Nos agrada mucho más la expresión de la «dispersión», el modo en que los precios de los activos se alejan, o se acercan, a su «valor par». Pero debe admitirse que el primero de los términos es el que se utiliza en todos los casos para semblantear momentos como los actuales en los índices bursátiles. Y no se trata de ensayar una discusión sobre el «pelaje» del animal tratado, sino que el tal animal luce un grado de desorientación.

Decimos esto porque leímos -en suplemento de Clarín, de origen foráneo- una nota al respecto y que se titula como: «El nuevo standard, la volatilidad». Y dándole identidad de uno de los cursos ortodoxos de la tendencia, a lo que es una figura anómala. Una distorsión que se produce en el curso del ciclo y que resulta así una imagen atípica, donde la anarquía de rumbo convierte al mercado racional en una suerte de casino o de «ruleta rusa» que debe asumirse cada día. En lo que constituye el reino de la «volatilidad» solamente pueden ganar los aventureros de mercado, los amantes de la adrenalina y los apostadores del día tras día, procurando cobrar un «salario».

Pero resulta sumamente costoso para el sistema todo, porque la persistencia de los «golpes de mercado» van haciendo desertar a los que toman a las acciones como un tipo de inversión y son habitantes permanentes de tal tipo de activo. Solemos decir que todas las «razas» de operadores son necesarias, tanto las que actúan sobre el «fondo» de los ciclos como las de los que se mueven siempre en superficie y actúan en la siempre mal vista línea de «especulación» corta.

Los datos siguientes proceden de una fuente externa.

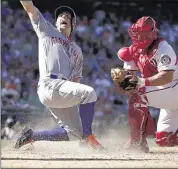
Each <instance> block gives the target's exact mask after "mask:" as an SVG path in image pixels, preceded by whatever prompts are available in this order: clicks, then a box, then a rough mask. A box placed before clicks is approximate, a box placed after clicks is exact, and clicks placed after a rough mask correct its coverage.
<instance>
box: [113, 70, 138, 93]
mask: <svg viewBox="0 0 178 169" xmlns="http://www.w3.org/2000/svg"><path fill="white" fill-rule="evenodd" d="M111 78H112V80H113V82H114V85H115V87H117V86H118V87H119V88H121V89H123V90H124V91H125V92H124V93H126V92H127V91H130V90H134V89H136V86H137V76H135V75H134V73H131V72H130V71H128V70H125V69H122V68H112V69H111Z"/></svg>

Unos, dando basamento de medio y largo plazo, los toros proveyendo de liquidez y dinámica a diario en las ruedas. Malo es que el mix de componentes se haga cada vez más volcado hacia lo superficial, porque vivir en el ambiente de lo inesperado y del cambio del hora por hora, día tras día, no permite realizar ningún tipo de mirada a futuro. Y poder fijar un curso que depare cierta seguridad acerca del destino que le cabe a la Bolsa, por ejemplo, al cabo de 2011. Nadie podría arriesgar a dar una opinión al respecto en medio de esta marea. Y el grado de desertores que acusa el sistema en estos años no ha sido estimado, pero es fiable decir que ha sido mucho.